Monday, Sep. 24, 1973
The Student Lobbyists
They have neither long experience nor large expense accounts. If they wine and dine legislators, it is on potluck dinners of hamburgers or spaghetti. But after two years of work in the California Capitol in Sacramento, members of the University of California Student Lobby have influenced the allocation of well over $8,000,000 and won the respect of once skeptical lawmakers.
"A lot of professional lobbyists would do much better if they could be half as good," says State Education Adviser Dr. Alex Sheriffs. California Governor Ronald Reagan, hardly a friend of student activists, now shares Sheriffs' estimate and considers the lobby "one of the university's strongest assets."
Started in 1971 with $35,000 in student contributions, the U.C. Student Lobby was the first of its kind, but it now has its imitators at other campuses, such as the State University of New York and the University of Colorado. Alumni from the California lobby went east and founded the National Student Lobby in Washington, D.C., to pressure Congress and federal agencies for financial aid to students.

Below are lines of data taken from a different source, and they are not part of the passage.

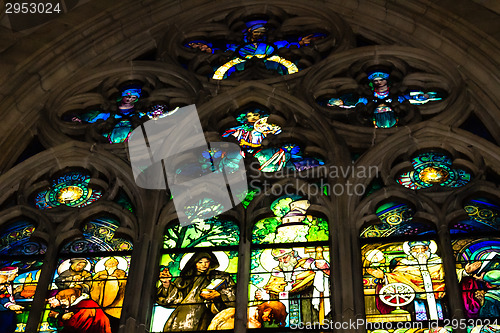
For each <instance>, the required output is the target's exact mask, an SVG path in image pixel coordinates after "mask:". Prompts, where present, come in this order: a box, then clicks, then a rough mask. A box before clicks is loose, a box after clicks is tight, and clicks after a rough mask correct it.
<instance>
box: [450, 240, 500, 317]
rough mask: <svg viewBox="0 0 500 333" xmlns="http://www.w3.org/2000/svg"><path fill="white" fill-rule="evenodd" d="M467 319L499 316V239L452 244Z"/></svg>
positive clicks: (499, 315) (468, 240)
mask: <svg viewBox="0 0 500 333" xmlns="http://www.w3.org/2000/svg"><path fill="white" fill-rule="evenodd" d="M452 247H453V251H454V254H455V260H456V272H457V278H458V282H459V283H460V287H461V290H462V299H463V302H464V306H465V309H464V310H465V316H466V317H467V318H492V319H498V318H499V317H500V239H499V238H480V239H471V238H465V239H456V240H454V241H453V242H452Z"/></svg>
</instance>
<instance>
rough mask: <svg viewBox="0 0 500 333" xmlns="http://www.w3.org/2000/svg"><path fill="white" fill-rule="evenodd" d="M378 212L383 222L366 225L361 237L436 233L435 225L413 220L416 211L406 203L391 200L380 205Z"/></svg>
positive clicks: (381, 236) (380, 220)
mask: <svg viewBox="0 0 500 333" xmlns="http://www.w3.org/2000/svg"><path fill="white" fill-rule="evenodd" d="M376 214H377V216H378V218H379V219H380V222H381V223H377V224H372V225H370V226H367V227H365V228H364V229H363V230H362V231H361V235H360V237H361V238H372V237H396V236H403V235H404V236H410V235H428V234H436V230H435V228H434V227H433V226H431V225H428V224H425V223H421V222H414V221H412V220H413V215H415V211H414V210H413V209H412V208H411V207H410V206H408V205H406V204H403V203H398V202H390V203H387V204H384V205H382V206H380V207H379V208H378V209H377V211H376Z"/></svg>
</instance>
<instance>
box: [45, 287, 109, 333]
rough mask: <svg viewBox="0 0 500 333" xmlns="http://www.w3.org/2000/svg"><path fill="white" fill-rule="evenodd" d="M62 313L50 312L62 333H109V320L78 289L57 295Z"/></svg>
mask: <svg viewBox="0 0 500 333" xmlns="http://www.w3.org/2000/svg"><path fill="white" fill-rule="evenodd" d="M56 298H57V300H59V303H61V307H62V308H63V312H56V311H51V313H50V314H49V316H50V317H57V318H58V319H59V326H61V327H63V329H62V331H61V332H63V333H111V326H110V324H109V319H108V317H107V316H106V314H105V313H104V311H103V310H102V309H101V308H100V307H99V304H97V303H96V302H95V301H93V300H91V299H88V295H87V294H84V295H83V296H81V295H80V290H78V289H64V290H61V291H59V292H58V293H57V295H56Z"/></svg>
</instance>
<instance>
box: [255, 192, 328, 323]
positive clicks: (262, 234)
mask: <svg viewBox="0 0 500 333" xmlns="http://www.w3.org/2000/svg"><path fill="white" fill-rule="evenodd" d="M310 205H311V204H310V202H309V201H308V200H306V199H304V198H302V197H299V196H284V197H281V198H278V199H277V200H275V201H274V202H273V203H272V204H271V207H270V208H271V210H272V211H273V213H274V215H275V216H274V217H269V218H265V219H262V220H260V221H258V222H257V223H256V224H255V226H254V229H253V234H252V243H253V244H254V248H253V250H252V255H251V272H250V274H251V275H250V286H249V299H250V303H249V307H248V314H249V316H253V315H254V314H256V313H258V312H259V311H266V310H267V311H270V312H271V314H272V317H271V318H272V319H271V320H270V321H263V320H258V319H257V320H254V321H253V322H251V321H249V322H248V327H249V328H260V327H290V326H291V325H296V324H299V323H306V322H307V323H313V322H314V323H318V322H323V320H324V319H325V318H328V316H329V315H330V311H331V306H330V301H329V297H330V284H329V275H330V252H329V248H328V242H327V241H328V237H329V232H328V223H327V221H325V220H324V219H322V218H319V217H314V216H312V215H310V214H307V210H308V209H309V207H310ZM312 242H314V243H312ZM304 243H311V245H309V246H308V245H306V246H304V245H303V244H304ZM299 244H302V246H300V245H299ZM270 245H272V246H270ZM276 245H279V247H276ZM256 318H257V317H256Z"/></svg>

The U.C. lobby operates on a yearly budget of $50,000, provided by the student unions at each of the university's nine campuses. It is headed by three recent U.C. graduates (Kevin Bacon, Linda Bond, Tom DeLapp) assisted by nine student interns. The directors make $600 a month and serve for up to two years. Each intern works for ten weeks, has his rent in Sacramento paid, and receives academic credit for his service.
Bacon claims to have learned more in Sacramento "than in all my years of education put together. It's an exciting life, being only 23 and affecting the allocation of millions of dollars."
Among the lobby's achievements:
>> Obtaining a $1,000,000 fund to evaluate and upgrade undergraduate courses and teachers.
>> Pushing successfully for $2,000,000 in state payments for student aid programs to replace those abolished by President Nixon's cutbacks.
>> Securing $1.6 million in additional student financial aid for the 1972-73 year and $2.5 million for 1973-74.
Recalls co-director Bond: "When we first started we really didn't zero in on anything. We attacked a whole spectrum of problems like prison reform, women's rights and the environment. Now we just concern ourselves with student-related issues." It was this focus and devotion to detail that began to win the respect of legislators. Says Assembly Speaker Bob Moretti: "I've seen them with my own eyes turn legislators around. They've been effective because they know what they're lobbying about."
The lobby's clout was also enhanced when the voting age was reduced to 18 years in 1971. That added over 1,000,000 youths to the state's voting rolls. Says the U.C.'s official Sacramento lobbyist, Jay Michael: "Now legislators really have to listen to this group because their constituency poses a voting threat."
The U.C. student lobbyists operate in much the same manner as more professional groups. Each day all twelve lobbyists receive a complete rundown of all the bills being proposed on either the senate or assembly floor. A bill falls into one of three categories -oppose, favor, watching. If the lobbyists are opposed to a bill, they try to persuade the sponsor to withdraw it. Each month the lobby puts out a score card of the upcoming bills and its attitude toward them.
Linda Bond says that it disturbs her "when people say the campuses are quiet. There are no more protests because they are no longer effective. Listen, you just don't get a million dollars by sitting on the Governor's front lawn. We're just smarter now."